A $12 domain registration plus one Wikipedia self-citation laundered a fabricated 6 Nimmt! world championship into confident LLM answers.
Key Takeaways
The attack has three stacked layers: retrieval poisoning (immediate), training corpus absorption (months to years if the Wikipedia edit survives a scrape), and agent-layer exploitation (where bad retrieved facts become bad actions with real permissions).
Circular citation is the core mechanism: Wikipedia cites 6nimmt.com, 6nimmt.com echoes Wikipedia, two signals appear independent but share one source.
LLMs with web search inherit the trustworthiness of whatever ranks highest for a query; SEO poisoning predates LLMs but is now piped directly into confident-sounding generation.
Narrow query spaces are the sweet spot: a topic with ~10 indexed sources means a single well-placed edit dominates retrieval entirely.
Mitigation signals the author flags: provenance independence scoring as a first-class product feature, heuristic filters for Wikipedia edits citing freshly registered domains, and skepticism toward parallel phrasing across sources as a derivation signature.
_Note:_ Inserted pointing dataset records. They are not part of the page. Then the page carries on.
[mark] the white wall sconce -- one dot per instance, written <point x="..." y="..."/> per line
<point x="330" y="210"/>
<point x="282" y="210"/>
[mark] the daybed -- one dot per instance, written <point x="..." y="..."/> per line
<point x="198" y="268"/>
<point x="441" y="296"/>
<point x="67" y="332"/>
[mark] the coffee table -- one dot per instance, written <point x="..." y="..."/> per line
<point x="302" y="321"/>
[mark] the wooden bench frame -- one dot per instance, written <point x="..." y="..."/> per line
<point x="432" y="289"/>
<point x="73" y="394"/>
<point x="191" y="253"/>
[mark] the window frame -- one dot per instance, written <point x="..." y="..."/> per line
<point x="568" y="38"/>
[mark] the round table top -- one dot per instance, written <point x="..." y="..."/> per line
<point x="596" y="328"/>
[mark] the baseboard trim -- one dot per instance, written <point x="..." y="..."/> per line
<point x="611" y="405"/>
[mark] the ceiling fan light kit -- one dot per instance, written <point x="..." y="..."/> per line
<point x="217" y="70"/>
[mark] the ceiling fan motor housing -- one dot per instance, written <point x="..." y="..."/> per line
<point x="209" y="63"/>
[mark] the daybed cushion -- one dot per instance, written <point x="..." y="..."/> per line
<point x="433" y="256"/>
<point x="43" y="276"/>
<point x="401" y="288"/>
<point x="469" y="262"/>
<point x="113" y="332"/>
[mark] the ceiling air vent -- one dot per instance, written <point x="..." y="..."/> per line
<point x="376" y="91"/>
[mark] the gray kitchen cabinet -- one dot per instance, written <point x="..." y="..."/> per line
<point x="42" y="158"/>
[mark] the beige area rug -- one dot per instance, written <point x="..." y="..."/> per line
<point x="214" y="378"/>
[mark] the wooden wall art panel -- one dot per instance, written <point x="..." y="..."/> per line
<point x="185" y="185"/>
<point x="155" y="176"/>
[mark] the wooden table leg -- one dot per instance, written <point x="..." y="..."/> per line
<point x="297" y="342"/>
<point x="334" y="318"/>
Hacker News Comment Review
Commenters largely agreed the retrieval-layer attack is real but pushed back on framing it as LLM-specific: the same fabricated source retrieved via plain Google would fool a human researcher just as easily, which cuts both ways on severity claims.
The more unsettling thread was about hallucination compounding the attack: one LLM volunteered fabricated details about the tournament qualification circuit that did not appear even in the poisoned source, showing the model extrapolates confidently beyond what it retrieved.
The Wikipedia policy angle prompted debate: a press release from a newly registered domain already fails the reliable-sources policy, so the edit should have been caught by ordinary review, not a new LLM-aware filter. Under-resourced moderation, not a policy gap, is the real bottleneck.
Notable Comments
@simonw: Named a whale “Teresa T” with just a blog post and a YouTube caption in Sep 2024; search-enabled LLMs including Google previews confidently repeated it for weeks – no Wikipedia edit required.
@xeeeeeeeeeeenu: Poisoning works best by filling vacuums, not contradicting known facts – manufacturing new fake stories is far more efficient than distorting real ones.
@justusthane: An LLM offered to explain the qualification circuit for a tournament that doesn’t exist – pure hallucination layered on top of a poisoned retrieval, compounding the deception.